The idea below came to me while I was skimming The Working Memory Advantage by Tracy and Ross Alloway. The original task is actually a working memory exercise.* This is how it appears in a section about the relationship between mood and working memory:

from The Working Memory Advantage by Tracy and Ross Alloway, p. 62
Because I can’t switch off my language-teachy-learny brain, I naughtily skipped the activity and instead developed these thoughts:
What if the words in this exercise were all target language words that students had encountered this semester? Seeing the words and reflecting on their positivity could help “re-activate” those words in students’ minds while simultaneously providing a little mood-booster. (I might or might not bother with step 2, the recall phase; either way, I wouldn’t tell students in advance that they were going to have to do anything other than connect the words they viewed positively.)

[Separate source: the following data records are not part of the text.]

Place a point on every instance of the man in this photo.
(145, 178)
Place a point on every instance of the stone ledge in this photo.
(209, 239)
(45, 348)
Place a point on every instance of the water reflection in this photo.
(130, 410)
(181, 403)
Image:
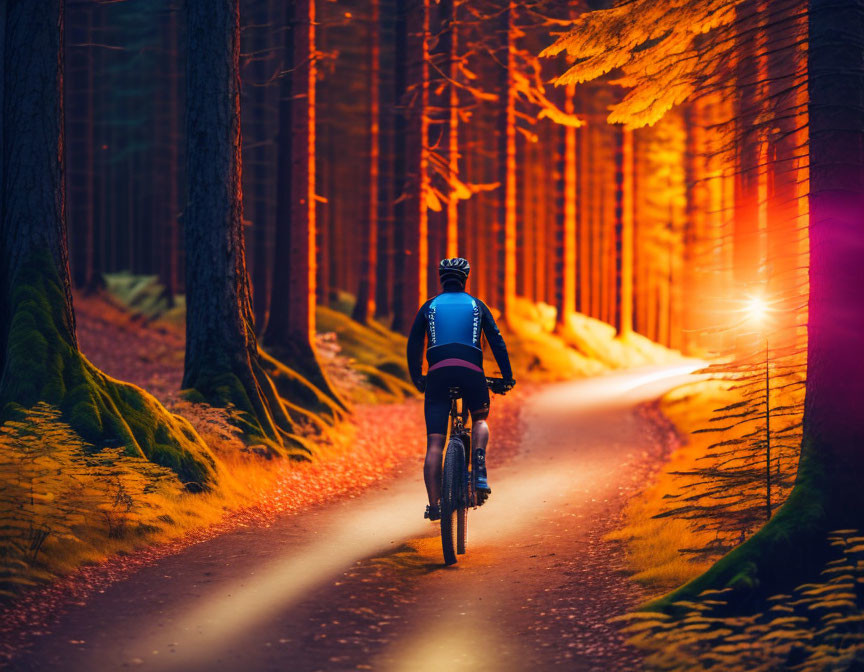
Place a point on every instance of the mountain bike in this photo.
(458, 486)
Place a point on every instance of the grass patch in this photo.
(818, 626)
(65, 504)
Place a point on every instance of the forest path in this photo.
(359, 584)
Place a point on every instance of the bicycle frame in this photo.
(458, 427)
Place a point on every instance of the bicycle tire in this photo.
(452, 486)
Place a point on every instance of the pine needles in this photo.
(744, 476)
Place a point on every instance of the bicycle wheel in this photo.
(452, 485)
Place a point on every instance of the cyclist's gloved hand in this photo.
(420, 383)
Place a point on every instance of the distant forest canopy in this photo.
(438, 131)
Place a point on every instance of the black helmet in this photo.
(457, 268)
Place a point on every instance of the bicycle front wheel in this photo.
(453, 512)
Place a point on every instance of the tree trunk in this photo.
(746, 250)
(623, 319)
(291, 332)
(505, 225)
(792, 547)
(223, 365)
(450, 40)
(565, 236)
(695, 264)
(784, 61)
(168, 196)
(258, 131)
(364, 308)
(39, 355)
(412, 165)
(79, 62)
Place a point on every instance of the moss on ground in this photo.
(43, 364)
(787, 551)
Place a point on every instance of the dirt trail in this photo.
(358, 584)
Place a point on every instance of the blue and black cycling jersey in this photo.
(453, 323)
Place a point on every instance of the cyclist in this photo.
(453, 322)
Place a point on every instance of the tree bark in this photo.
(411, 169)
(785, 146)
(364, 308)
(39, 356)
(623, 319)
(222, 360)
(747, 255)
(793, 546)
(505, 225)
(79, 60)
(565, 235)
(291, 332)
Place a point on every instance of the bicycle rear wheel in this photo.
(453, 512)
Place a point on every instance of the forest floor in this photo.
(336, 573)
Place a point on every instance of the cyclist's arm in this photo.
(416, 339)
(496, 342)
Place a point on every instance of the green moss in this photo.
(787, 551)
(44, 364)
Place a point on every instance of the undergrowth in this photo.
(665, 551)
(64, 503)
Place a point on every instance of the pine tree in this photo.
(39, 356)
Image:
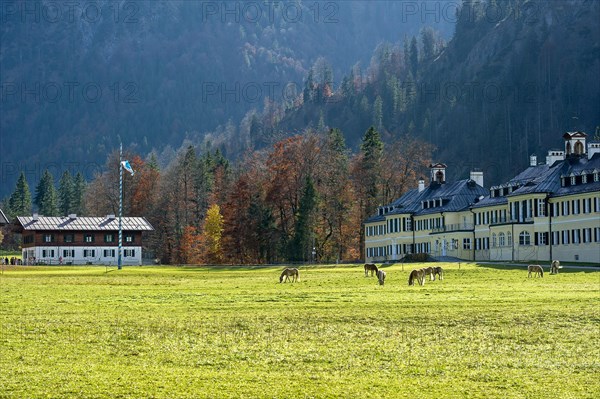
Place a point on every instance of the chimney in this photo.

This task alone could already be an improvement on the classic semester vocab checklist. But I would follow up the word-association task with one or more of the following:
- Discussion of which words students had positive associations for, how these differed from student to student, and why
- Collaborative creation of a character, scene, or narrative that includes the concepts students connected
- A writing prompt such as “Ponder your positive words for seventeen seconds, then write the first TL sentence that comes to mind” or “Choose two positive words that are connected in your thoughts and explain why/how.” Discussion of students’ ideas can ensue.
Such interactions would extend and deepen students’ encounters with the words, with the relationships the words commonly have to other words, and with contexts in which the words are useful.
Variations
- Instead of using individual words, use multi-word phrases or even short sentences, e.g., “a huge dog” or “The unicorn approached the rainbow.”
- Instead of distributing copies, project an array of words and invite students one at a time to come up and link them. You can then have a little TL discussion about how the items might be linked, who else has positive associations with both words, etc.
- Do an edition where all the items are characters from stories students have read or created, or are public or historical figures.
- Vary the linking criterion from “positive” to “funny,” “awkward,” “terrifying,” or anything else. (Note that the effects on mood may change.)
- To make it seriously low prep, assign the creation of the sheet to one or more students.
- You could use a word-association task like this at intervals throughout the year, or every day of a school-wide review week, with different sets of words and a different follow-up task each time.
Have fun playing around with this, and let me know if you come up with especially useful variations or extensions!
*I won’t get into whether such exercises actually improve working memory, or, if they do, whether the benefits transfer to other areas of life. The experts are still hashing these things out.
I love this, Justin! I most often like to come back from Winter Holidays and spend the first day or two or week just re-encountering words. I done it several ways, but this offers a new and refreshing way! Thank you for this. So, I’ve got plans now for first week of January!
Excellent, Bob! I would love to hear of other re-encountering activities that have worked for you and your students, and whether you try this one and come up with some good spinoffs.
Hi, Justin, are the words in the target language?
Hi, Ina, yes, the words or phrases on the sheet would be in the target language. I should clarify that in the post!